The remainder of Barvinok's procedure uses an inclusion-exclusion method to replace a 
sum over an arbitrary cone with a sum over a polynomial (in the size of the data) number of 
{\em primitive} cones. The sum over a primitive cone can be evaluated explicitly.
We discuss this in more detail below.

The purpose of this note is to indicate that the non-elementary properties of 
exponential sums invoked in Barvinok's algorithm are unnecessary to obtain a 
polynomial time algorithm for this problem.
We give an algorithm which uses only the reduction to primitive cones, replacing
the symbolic computation with arithmetic computation. This results from the fact that,
in our algorithm,  we can compute a $c$ for which all the sums involved converge.
We should emphasise, however, that our method still relies heavily on Barvinok's ideas.
\section{Definitions and Notation}
\label{defs}
The notation we use mainly follows~\cite{barvinok}, and the reader may seek further
information there on some of what follows.

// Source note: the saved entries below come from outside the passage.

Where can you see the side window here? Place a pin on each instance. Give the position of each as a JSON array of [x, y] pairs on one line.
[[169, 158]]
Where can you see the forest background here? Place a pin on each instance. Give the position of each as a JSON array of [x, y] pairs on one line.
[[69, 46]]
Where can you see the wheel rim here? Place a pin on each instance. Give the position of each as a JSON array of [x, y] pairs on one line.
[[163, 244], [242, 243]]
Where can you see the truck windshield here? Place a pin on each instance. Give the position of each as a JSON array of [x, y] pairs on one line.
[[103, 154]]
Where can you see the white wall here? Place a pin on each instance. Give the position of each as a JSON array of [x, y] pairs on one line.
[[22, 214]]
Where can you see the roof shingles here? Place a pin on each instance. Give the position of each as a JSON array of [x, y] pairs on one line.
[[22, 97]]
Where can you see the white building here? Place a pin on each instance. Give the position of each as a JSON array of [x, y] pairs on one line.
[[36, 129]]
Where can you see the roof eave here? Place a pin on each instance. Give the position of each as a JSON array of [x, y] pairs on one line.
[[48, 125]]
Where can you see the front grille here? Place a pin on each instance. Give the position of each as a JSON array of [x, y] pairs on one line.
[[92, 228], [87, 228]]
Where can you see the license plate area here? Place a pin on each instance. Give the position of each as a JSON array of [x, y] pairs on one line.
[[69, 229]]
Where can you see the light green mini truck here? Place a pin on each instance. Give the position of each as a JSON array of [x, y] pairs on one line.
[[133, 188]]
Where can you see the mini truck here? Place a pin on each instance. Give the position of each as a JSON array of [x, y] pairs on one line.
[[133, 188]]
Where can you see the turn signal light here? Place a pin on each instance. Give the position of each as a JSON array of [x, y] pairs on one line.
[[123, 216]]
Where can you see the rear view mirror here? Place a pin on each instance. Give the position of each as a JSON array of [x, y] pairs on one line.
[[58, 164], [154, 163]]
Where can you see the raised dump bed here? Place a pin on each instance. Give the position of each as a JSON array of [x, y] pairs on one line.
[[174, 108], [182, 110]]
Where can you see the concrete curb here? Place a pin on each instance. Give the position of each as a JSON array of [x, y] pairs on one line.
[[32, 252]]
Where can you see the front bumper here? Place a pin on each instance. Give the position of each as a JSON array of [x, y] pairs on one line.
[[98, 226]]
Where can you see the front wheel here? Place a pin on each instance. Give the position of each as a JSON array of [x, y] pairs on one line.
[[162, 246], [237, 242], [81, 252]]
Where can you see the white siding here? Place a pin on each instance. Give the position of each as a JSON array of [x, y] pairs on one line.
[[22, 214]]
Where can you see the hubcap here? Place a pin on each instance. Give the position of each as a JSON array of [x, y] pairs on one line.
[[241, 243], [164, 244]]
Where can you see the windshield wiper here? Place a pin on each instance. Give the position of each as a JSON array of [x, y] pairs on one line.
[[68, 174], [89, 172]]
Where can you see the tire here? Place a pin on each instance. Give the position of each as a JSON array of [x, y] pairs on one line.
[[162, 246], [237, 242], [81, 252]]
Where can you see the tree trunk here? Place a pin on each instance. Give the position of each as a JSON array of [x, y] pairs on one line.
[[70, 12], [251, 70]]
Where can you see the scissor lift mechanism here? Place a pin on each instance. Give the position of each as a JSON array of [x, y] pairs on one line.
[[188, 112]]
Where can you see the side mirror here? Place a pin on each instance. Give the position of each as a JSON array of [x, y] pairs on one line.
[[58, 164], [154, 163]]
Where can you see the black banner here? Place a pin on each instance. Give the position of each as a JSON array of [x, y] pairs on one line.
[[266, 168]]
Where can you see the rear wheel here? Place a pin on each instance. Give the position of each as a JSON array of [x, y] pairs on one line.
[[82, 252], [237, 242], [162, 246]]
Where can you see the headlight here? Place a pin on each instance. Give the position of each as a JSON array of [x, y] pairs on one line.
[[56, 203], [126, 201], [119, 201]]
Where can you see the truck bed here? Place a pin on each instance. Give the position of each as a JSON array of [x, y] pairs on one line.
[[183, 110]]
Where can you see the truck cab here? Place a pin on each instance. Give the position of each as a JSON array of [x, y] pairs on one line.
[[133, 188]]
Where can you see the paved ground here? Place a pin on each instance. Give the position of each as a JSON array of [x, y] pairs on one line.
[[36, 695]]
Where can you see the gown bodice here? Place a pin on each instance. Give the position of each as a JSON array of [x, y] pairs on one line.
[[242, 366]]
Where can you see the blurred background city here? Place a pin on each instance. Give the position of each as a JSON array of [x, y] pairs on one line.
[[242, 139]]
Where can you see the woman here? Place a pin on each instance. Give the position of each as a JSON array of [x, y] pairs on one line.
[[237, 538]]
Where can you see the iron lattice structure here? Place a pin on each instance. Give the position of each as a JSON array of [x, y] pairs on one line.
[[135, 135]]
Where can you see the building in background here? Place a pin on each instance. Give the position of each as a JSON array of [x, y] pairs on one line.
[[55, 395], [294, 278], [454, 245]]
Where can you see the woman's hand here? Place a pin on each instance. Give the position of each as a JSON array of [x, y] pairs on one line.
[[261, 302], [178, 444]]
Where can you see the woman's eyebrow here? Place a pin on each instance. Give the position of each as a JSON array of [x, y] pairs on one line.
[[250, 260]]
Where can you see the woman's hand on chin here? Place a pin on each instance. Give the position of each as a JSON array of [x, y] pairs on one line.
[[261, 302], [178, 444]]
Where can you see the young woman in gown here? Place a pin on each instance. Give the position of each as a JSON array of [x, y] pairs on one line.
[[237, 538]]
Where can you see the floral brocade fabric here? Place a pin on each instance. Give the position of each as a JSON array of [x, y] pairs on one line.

Throughout, $K \subseteq \reals^d$ will be a cone pointed at the origin with linearly
independent integral generators $u_i$ $(i=1,\ldots,k)$. 
Then $u_{ij}$ will denote the $j$th component of $u_i$.
Different cones will be indicated by superscripts. Note that if $C= K+v$ is a cone
pointed at an integer point $v$, then $\s(C,c)=e^{-c.v}\s(K,c)$.

A {\em primitive} cone $K$  is a cone having a particular unique minimal set of generators 
such that  $x \in \ints^d \cap K$ if and only if $x$ can be expressed as a  linear combination
of these $u_i$ with nonnegative {\em integer} weights. It follows that, if $K$ is primitive,
$$ \s(K,c) = \prod_{i=1}^k \recip{1-e^{-c.u_i}}.$$

For given cone $K$,  the {\em index} $\ind K$ of $K$ can be defined in several
equivalent ways (see~\cite{barvinok}). We will use 
a computationally useful characterizarion of $\ind K$, as follows.
Let $U$ be the $d \times k$ matrix $[u_1 u_2 \cdots u_k]$ formed by the
generators of $K$. From the Hermite normal form consruction~\cite{schrijver}, 
there exists a $d \times d$ unimodular matrix $T$ such that
\[ TU = \left( \begin{array}{c} R \\ 0 \end{array} \right) ,\]
where $R$ is a nonsingular upper triangular matrix. Then $\ind K = | \det R|$.
These computations can be carried out in polynomial time~\cite{schrijver}.
It follows easily that $K$ is primitive if and only if $\ind K = 1$ and that,
if $K'$ is any face of $K$,  $\ind K' \leq \ind K$.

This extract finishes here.